I saw more than a fair share of blood and tears in those wars.
During two years at the Panmunjom ceasefire talks to end the war in Korea and three months at the 1954 Geneva conference to halt the fighting in Indo-China, I have seen how difficult it is to quench the flames of war, so easily kindled. After those painfully negotiated Panmunjom and Geneva agreements, it seemed Asia could breathe again, could relax and heal the war wounds. For two and a half years after the Geneva Agreements, I travelled in Vietnam, Laos, and Cambodia to watch the application — often enough the non-application — of those Agreements.
In the first half of 1962, I revisited the former states of Indo-China. By then it was an open war in Laos and a quiet war in South Vietnam that were the focus of world attention.
On questions of war and peace, it is difficult to be impartial and dispassionate. The book that follows sticks to carefully verified and verifiable facts that throw light on dark places in Southeast Asia.
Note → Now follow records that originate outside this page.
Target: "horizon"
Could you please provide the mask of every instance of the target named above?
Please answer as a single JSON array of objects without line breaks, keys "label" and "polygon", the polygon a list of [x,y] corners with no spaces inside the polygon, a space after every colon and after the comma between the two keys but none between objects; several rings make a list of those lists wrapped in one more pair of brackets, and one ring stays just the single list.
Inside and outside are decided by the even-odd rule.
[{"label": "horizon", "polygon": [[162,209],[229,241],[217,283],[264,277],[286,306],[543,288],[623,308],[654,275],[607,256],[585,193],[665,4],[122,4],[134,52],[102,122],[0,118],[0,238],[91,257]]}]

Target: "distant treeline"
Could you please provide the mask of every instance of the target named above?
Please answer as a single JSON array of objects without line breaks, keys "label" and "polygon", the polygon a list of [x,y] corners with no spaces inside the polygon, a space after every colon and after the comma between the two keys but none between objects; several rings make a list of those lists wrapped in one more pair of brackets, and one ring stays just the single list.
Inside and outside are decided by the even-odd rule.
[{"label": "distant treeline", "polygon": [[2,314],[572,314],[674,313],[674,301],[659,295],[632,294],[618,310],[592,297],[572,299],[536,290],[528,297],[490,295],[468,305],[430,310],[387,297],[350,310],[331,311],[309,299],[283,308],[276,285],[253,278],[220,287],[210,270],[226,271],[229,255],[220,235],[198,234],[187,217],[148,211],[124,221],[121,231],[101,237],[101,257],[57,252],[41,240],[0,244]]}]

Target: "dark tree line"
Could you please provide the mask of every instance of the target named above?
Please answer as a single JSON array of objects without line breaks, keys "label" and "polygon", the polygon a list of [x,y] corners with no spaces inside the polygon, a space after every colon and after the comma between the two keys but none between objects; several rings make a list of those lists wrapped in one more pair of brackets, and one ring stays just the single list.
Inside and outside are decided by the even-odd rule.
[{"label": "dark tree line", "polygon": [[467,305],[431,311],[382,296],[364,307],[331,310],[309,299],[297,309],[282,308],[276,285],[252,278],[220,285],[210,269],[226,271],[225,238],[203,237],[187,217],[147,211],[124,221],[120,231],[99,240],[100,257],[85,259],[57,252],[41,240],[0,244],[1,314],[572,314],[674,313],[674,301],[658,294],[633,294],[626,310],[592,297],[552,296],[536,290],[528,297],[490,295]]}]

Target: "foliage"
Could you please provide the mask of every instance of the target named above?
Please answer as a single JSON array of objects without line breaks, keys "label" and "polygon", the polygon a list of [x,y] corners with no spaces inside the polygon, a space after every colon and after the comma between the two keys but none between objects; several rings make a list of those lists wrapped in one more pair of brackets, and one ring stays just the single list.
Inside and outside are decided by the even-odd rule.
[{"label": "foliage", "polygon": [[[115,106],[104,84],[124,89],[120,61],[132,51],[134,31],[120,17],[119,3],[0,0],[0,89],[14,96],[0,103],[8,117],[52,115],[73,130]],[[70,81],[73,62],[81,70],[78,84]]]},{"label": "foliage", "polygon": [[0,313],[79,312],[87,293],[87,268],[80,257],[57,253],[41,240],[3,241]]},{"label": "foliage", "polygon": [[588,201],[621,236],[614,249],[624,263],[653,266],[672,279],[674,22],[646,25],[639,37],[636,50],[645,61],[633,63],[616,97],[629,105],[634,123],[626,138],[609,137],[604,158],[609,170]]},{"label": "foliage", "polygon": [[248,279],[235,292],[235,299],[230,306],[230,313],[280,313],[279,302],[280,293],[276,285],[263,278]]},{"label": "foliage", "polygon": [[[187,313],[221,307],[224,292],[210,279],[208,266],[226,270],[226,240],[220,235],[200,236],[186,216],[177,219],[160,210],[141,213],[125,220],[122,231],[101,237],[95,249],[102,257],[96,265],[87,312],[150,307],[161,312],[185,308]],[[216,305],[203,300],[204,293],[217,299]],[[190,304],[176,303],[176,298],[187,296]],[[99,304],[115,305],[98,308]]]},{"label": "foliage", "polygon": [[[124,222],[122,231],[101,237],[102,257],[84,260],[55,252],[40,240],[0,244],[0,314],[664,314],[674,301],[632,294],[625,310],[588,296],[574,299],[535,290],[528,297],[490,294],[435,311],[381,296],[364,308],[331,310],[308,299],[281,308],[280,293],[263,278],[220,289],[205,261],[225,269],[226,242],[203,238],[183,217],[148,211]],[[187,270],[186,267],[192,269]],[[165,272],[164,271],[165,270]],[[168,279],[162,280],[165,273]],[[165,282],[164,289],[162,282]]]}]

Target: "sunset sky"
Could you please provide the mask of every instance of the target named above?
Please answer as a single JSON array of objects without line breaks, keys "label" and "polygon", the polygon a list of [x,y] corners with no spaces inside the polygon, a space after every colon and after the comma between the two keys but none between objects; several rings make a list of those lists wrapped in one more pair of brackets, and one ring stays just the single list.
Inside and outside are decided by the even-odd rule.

I was able to seek the opinions of South-east Asian leaders most directly concerned with present-day problems, including the Laotian princes; Prince Sihanouk of Cambodia; President Ho Chi Minh and Premier Pham Van Dong of North Vietnam; Professor Nguyen Van Hieu, Secretary General of the National Liberation Front of South Vietnam, and many others.
If the book contributes to finding the end of the war trail in Asia, it will have served its purpose.